Jerusalem’s salvation from the hands of Sennacherib is a fact confirmed by the Assyrians themselves. Today, five whole or fragmentary copies of Sennacherib’s annals exist in which we can read his own report of the Assyrian assault against King Hezekiah. These annals were recorded on a six-sided clay prism inscribed in Assyrian cuneiform. Although historians and scholars may dismiss the miraculous explanation given in the Bible, they cannot deny the witness of an enemy’s testimony carved in stone. In leaving his record for those who would follow and preserve his memory, Sennacherib put his best face forward and inscribed the facts for all time:
As for Hezekiah, the Judean who did not submit to my yoke, I surrounded and conquered forty-six of his strong walled towns and innumerable small settlements around them by means of earth ramps and siege-engines and attack by infantry men…I brought out from them counted 200,150 people of all ranks…He himself I shut up in Jerusalem, his royal city, like a bird in a cage…Fear of my lordly splendor overwhelmed that Hezekiah. The warriors and select troops he had brought in to strengthen his royal city Jerusalem, did not fight…He sent his messengers to pay tribute and do obeisance.
What can we observe in Sennacherib’s account of his siege against Jerusalem? First, we find his affirmation that Jerusalem was surrounded without any hope of rescue or escape. Sennacherib had exacted tribute from King Hezekiah and had militarily shut him up “like a bird in a cage”. Second, we find his conformation that while he had surrounded Jerusalem, he could not conquer the city. The best we can say is that he besieged it and nothing more.
The annals of Sennacherib reveal that the siege happened just as the Bible said. It followed the devastation of Judah and put Hezekiah beyond the means of all human hope. At this point the Bible supplies the reason for Sennacherib’s silence: God did a miracle.
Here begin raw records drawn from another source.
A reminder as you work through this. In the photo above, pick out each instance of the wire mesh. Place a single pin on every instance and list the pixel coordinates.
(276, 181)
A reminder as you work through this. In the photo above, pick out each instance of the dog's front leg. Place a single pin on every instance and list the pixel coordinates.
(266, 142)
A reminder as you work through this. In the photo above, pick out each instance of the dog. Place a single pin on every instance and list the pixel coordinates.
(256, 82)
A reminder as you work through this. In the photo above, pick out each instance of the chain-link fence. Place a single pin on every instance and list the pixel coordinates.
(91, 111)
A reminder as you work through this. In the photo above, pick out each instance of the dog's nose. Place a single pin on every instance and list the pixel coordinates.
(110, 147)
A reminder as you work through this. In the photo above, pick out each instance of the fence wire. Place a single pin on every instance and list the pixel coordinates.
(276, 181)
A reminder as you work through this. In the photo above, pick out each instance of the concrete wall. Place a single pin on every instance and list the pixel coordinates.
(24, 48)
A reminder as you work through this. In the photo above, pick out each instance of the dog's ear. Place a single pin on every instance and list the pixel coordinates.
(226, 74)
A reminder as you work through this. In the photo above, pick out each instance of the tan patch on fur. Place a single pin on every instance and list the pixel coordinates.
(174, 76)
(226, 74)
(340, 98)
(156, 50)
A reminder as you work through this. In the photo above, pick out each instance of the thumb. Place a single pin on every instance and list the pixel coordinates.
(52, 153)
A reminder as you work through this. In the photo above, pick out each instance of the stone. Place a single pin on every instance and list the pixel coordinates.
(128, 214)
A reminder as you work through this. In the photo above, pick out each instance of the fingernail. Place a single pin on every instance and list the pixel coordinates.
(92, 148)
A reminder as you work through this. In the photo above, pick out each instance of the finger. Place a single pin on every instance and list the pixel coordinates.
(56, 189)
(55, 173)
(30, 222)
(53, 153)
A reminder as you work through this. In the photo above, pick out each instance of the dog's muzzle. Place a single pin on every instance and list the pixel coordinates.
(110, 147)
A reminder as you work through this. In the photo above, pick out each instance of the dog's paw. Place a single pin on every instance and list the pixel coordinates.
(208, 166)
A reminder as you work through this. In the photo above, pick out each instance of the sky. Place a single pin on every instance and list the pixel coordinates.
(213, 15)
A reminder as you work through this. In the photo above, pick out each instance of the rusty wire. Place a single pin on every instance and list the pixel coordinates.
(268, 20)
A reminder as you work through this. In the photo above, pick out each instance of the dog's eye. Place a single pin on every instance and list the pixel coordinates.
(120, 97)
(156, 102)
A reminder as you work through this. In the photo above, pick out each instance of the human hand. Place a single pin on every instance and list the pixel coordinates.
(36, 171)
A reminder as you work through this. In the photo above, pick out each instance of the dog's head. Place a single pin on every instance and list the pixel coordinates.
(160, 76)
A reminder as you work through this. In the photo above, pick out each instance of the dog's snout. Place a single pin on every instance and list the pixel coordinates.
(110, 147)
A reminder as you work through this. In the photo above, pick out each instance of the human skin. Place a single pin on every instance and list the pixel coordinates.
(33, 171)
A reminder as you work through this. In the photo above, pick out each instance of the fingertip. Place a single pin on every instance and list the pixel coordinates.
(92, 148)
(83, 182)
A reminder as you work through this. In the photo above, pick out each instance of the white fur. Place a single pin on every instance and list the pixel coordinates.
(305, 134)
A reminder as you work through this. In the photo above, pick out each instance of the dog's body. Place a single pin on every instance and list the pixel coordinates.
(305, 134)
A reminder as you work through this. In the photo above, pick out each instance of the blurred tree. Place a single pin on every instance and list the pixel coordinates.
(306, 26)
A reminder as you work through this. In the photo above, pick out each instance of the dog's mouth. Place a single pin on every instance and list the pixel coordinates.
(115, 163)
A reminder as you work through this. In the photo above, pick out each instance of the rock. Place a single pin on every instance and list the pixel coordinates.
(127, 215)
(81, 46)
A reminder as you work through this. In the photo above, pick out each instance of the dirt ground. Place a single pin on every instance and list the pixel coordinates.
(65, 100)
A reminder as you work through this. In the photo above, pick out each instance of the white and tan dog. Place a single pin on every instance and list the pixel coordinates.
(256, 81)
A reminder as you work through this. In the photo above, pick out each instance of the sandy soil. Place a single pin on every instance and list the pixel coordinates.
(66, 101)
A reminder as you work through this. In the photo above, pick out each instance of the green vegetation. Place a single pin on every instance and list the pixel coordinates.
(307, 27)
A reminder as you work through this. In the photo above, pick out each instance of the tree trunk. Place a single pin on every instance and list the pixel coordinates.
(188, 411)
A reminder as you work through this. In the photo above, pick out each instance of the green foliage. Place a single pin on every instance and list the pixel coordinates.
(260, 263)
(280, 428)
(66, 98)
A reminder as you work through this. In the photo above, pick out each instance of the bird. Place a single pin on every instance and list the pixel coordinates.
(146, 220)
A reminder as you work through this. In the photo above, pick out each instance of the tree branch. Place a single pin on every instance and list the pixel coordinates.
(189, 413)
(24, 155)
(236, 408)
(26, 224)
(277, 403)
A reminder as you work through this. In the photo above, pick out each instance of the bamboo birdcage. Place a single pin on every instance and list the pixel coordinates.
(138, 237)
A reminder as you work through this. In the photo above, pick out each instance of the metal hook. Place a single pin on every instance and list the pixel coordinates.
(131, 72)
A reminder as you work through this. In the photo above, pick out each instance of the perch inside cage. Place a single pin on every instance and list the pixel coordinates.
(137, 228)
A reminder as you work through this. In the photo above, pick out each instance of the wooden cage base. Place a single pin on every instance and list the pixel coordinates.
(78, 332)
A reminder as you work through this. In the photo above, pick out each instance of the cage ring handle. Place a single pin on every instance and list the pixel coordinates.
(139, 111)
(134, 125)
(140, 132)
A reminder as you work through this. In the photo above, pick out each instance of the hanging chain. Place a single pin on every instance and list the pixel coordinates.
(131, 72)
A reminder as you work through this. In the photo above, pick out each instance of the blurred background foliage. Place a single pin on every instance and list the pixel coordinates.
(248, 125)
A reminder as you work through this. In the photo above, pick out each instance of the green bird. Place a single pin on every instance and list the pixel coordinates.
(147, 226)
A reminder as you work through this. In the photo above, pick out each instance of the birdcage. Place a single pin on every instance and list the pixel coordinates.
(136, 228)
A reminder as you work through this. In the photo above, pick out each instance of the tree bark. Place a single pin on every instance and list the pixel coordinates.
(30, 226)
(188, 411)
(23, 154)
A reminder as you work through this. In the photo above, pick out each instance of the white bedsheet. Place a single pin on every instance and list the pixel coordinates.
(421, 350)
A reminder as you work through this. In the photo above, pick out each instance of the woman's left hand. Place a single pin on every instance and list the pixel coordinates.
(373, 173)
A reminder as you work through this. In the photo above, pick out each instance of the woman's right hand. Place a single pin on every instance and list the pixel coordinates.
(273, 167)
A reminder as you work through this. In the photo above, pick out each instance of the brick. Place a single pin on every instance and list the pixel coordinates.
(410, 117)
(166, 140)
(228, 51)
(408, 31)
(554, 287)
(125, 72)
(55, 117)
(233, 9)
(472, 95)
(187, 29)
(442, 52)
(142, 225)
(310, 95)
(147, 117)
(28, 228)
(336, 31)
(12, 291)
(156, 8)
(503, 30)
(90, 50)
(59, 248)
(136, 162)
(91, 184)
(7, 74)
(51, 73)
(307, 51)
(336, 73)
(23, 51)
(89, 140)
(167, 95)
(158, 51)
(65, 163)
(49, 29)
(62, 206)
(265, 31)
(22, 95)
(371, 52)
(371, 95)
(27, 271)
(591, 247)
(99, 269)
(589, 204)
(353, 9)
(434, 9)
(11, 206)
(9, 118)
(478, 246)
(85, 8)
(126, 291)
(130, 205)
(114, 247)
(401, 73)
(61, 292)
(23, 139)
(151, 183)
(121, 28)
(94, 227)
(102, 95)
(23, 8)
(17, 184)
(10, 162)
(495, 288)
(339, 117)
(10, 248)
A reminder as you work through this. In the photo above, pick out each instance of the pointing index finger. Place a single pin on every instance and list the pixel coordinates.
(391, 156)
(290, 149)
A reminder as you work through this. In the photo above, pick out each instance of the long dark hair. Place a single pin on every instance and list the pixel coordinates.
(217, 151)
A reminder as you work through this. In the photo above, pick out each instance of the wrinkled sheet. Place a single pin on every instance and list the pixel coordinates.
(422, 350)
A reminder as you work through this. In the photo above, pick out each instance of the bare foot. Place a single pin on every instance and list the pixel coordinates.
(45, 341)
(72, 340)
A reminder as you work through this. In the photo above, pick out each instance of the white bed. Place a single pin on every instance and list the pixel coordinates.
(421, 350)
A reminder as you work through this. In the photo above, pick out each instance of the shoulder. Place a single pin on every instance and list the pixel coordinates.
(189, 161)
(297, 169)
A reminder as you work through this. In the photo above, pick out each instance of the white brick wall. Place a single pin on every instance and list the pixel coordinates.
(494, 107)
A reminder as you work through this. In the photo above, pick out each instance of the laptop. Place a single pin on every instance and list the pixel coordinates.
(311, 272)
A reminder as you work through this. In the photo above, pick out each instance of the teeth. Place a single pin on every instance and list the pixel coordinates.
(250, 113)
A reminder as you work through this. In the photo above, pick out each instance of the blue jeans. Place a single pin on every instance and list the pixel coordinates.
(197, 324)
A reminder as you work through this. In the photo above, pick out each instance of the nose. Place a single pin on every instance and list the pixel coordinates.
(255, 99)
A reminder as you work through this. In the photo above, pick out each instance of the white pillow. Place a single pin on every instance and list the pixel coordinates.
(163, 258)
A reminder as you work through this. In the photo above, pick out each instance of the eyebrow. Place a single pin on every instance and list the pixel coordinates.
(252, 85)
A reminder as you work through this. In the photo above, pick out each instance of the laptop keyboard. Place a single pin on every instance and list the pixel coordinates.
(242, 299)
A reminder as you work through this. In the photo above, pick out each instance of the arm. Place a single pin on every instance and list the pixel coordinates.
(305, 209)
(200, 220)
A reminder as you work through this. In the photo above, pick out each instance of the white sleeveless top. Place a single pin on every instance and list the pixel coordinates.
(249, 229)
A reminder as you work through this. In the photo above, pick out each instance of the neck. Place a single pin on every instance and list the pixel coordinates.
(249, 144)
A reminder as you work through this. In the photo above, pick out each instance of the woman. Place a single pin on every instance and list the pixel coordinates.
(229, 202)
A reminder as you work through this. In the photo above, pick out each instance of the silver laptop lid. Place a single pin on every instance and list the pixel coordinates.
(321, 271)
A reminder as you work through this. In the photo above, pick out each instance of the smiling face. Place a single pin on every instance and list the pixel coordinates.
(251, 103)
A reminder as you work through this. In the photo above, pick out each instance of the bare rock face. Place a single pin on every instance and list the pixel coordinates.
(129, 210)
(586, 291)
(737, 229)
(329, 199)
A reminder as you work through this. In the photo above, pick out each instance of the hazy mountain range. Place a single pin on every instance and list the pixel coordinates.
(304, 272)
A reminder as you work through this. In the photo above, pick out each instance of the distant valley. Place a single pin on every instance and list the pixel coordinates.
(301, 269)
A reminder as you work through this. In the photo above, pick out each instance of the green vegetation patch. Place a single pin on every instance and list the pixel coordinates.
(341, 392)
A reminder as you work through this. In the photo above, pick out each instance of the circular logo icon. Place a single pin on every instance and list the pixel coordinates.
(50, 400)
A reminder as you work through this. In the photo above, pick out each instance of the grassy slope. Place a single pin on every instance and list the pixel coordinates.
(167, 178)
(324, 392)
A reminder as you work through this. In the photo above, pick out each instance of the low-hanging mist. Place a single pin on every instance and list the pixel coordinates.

No better explanation has been offered, either by the Assyrians or the scholars.
The angel of the Lord went out and put to death a hundred and eighty-five thousand men in the Assyrian camp. When the people got up the next morning there were all the dead bodies. So Sennacherib king of Assyria broke camp and withdrew. He returned to Nineveh and stayed there.
The historical details of his death by assassination in 681 B.C. are recorded in another archaeological discovery, the Babylonian Chronicle that states: “On the 20th of the month of Tebet, his son killed Sennacherib, king of Assyria, during a rebellion.” The Babylonian tablet generally confirms the biblical account.
One day, while he was worshipping in the temple of his god Nisroch, his sons Adrammelech and Sharezer cut him down with the sword, and they escaped to the land of Ararat. And Esarhaddon his son succeeded him as king.
In the case of Hezekiah, archaeological record complements the Bible, and the Bible supplements the archaeological record. The gaps in archaeological history are filled in with the Biblical record.
Sir William Ramsay, of Oxford University, was raised by atheist parents and was himself an atheist. He set out to disprove the book of Acts because it was full of so many details and could easily be proven wrong. But after decades of digging he declared in his book that he had become a Christian. Titles of officers and names and locations of cities uncovered by archeologists had always proved the Bible correct. He concluded that "in various details the narrative showed marvelous truth."
Archaeologist William F. Albright started out as a liberal but became more and more conservative as he studied the archaeological record. Albright declared, "There can be no doubt that archeology has confirmed the substantial historicity of the Old Testament traditions".
Sir Nelson Glueck, a Jewish archeologist, stated: It may be stated categorically that no archeological discovery has ever contradicted a biblical reference.